Health Issues

Preventing is preferable to curing! Various vaccinations provide good health protection for dogs. Dogs should be vaccinated against parvovirosis, distemper, hepatitis (contagious liver disease), leptospirosis and kennel cough (canines parainfluenza virus and bordetella bronchiseptica). In addition to this, preventing tick bites is also important, because ticks transmit diseases.


When to vaccinate?

Dog vaccinations are a very complex topic. Depending on a dog’s state of health, a veterinary will adapt corresponding vaccination plans.


Parvovirosis, distemper, hepatitis, leptospirosis and kennel cough: Today, well-tolerated combination vaccinations are available to treat these five diseases, so that only one sole injection is necessary. Classically, you vaccinate puppies when they are 8 weeks old. When they are 12 weeks old, the vaccination needs to be repeated in order to ensure good basic immunization. Because protection against parvovirosis and distemper does not always prove to be sufficient with these vaccinations and protection provided by breast milk (antibodies) is of varying duration, it is recommended that parvovirosis and distemper vaccinations be repeated when animals at risk reach 16 weeks of age. All these vaccinations should be repeated at regular intervals, i.e. leptospirosis and kennel cough vaccinations annually; parvovirosis, distemper, and hepatitis vaccinations every 2 to 3 years.


Rabies: If you travel abroad with a dog, you must have it vaccinated against rabies.
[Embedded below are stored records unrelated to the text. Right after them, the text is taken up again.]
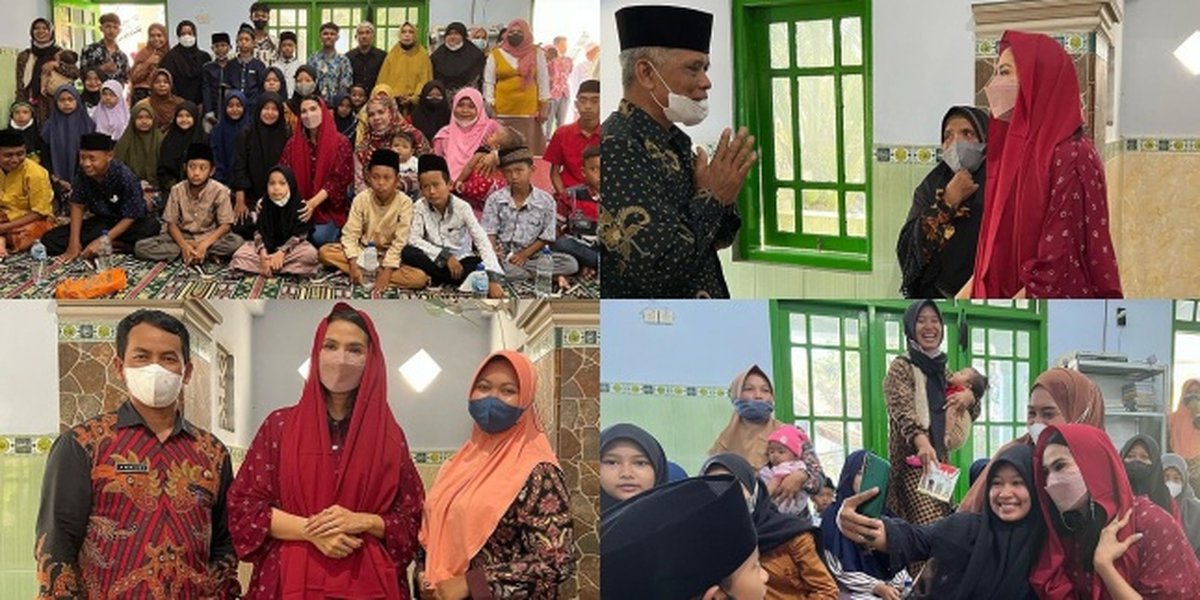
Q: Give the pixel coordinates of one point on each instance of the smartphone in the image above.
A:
(876, 473)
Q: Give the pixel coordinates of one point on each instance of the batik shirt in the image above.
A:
(125, 515)
(529, 552)
(659, 235)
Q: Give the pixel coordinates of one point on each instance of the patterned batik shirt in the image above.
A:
(659, 235)
(125, 515)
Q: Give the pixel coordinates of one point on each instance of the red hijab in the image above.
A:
(311, 179)
(526, 53)
(367, 483)
(1020, 154)
(1108, 485)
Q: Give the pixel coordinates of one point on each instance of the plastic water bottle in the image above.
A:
(370, 263)
(105, 255)
(545, 281)
(40, 258)
(479, 282)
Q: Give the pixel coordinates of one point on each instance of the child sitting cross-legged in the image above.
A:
(198, 216)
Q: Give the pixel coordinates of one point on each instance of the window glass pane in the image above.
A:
(827, 382)
(852, 127)
(892, 335)
(1000, 342)
(1185, 310)
(852, 41)
(853, 385)
(979, 435)
(781, 124)
(1000, 399)
(779, 51)
(801, 382)
(785, 209)
(814, 43)
(820, 211)
(1021, 393)
(819, 130)
(796, 322)
(826, 330)
(829, 442)
(856, 214)
(851, 325)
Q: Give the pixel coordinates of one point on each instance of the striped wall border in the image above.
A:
(39, 445)
(673, 390)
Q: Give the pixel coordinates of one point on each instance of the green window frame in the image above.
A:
(306, 18)
(814, 390)
(808, 201)
(1186, 333)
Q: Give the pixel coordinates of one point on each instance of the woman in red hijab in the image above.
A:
(498, 521)
(321, 159)
(1103, 543)
(1045, 223)
(328, 502)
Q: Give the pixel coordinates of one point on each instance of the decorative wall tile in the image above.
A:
(1174, 145)
(88, 331)
(652, 389)
(1074, 42)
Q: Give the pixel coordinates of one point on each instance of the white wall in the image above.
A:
(1080, 325)
(235, 335)
(433, 419)
(1158, 95)
(708, 345)
(29, 367)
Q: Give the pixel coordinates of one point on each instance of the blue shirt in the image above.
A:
(119, 196)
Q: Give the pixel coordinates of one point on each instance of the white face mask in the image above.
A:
(681, 108)
(154, 385)
(1036, 431)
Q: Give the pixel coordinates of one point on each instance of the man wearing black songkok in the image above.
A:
(666, 211)
(112, 193)
(679, 541)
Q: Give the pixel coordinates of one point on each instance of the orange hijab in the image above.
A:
(742, 437)
(1185, 437)
(477, 486)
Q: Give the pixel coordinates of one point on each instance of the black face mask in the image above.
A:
(1141, 477)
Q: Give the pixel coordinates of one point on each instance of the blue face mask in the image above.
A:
(492, 414)
(754, 411)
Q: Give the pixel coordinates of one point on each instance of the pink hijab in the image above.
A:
(457, 143)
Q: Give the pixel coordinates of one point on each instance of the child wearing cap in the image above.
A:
(445, 231)
(198, 216)
(381, 215)
(520, 220)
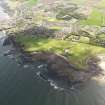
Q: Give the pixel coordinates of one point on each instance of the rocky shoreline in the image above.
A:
(57, 65)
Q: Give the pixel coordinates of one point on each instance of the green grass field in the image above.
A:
(77, 52)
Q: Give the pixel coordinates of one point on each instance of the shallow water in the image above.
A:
(21, 86)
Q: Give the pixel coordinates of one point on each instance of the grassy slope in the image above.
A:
(77, 52)
(96, 18)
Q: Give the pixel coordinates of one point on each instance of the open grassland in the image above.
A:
(77, 53)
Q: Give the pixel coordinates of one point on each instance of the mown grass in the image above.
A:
(97, 17)
(77, 53)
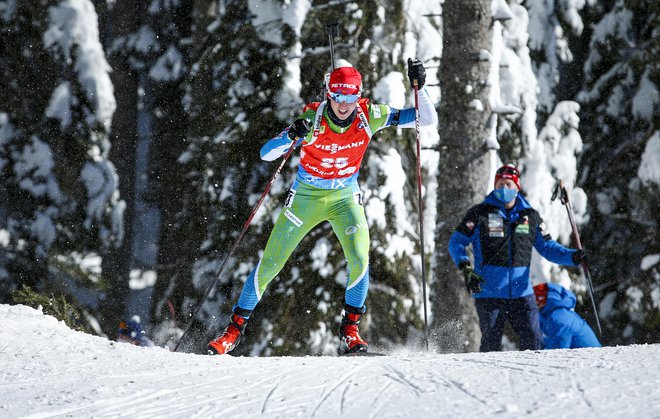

If a dog is vaccinated after its 16th week of life, then a one-time vaccination is sufficient. Otherwise, the dog will have to be vaccinated twice. Depending on the country you travel to, different entry conditions will apply with regard to rabies vaccinations. Please ask the veterinary which concrete conditions apply. Generally, for neighboring EU countries, the vaccination must have been carried out at least 30 days ago and no longer than more than 3 years ago.


Borreliosis, Babesiosis, Piroplasmosis: Vaccinations against these diseases are also available. Because ticks transmit these three diseases, primarily, it is important to protect dogs against them with collars or spot-on solutions. Your dog’s veterinary can inform you about local threats and whether a vaccination is necessary or not.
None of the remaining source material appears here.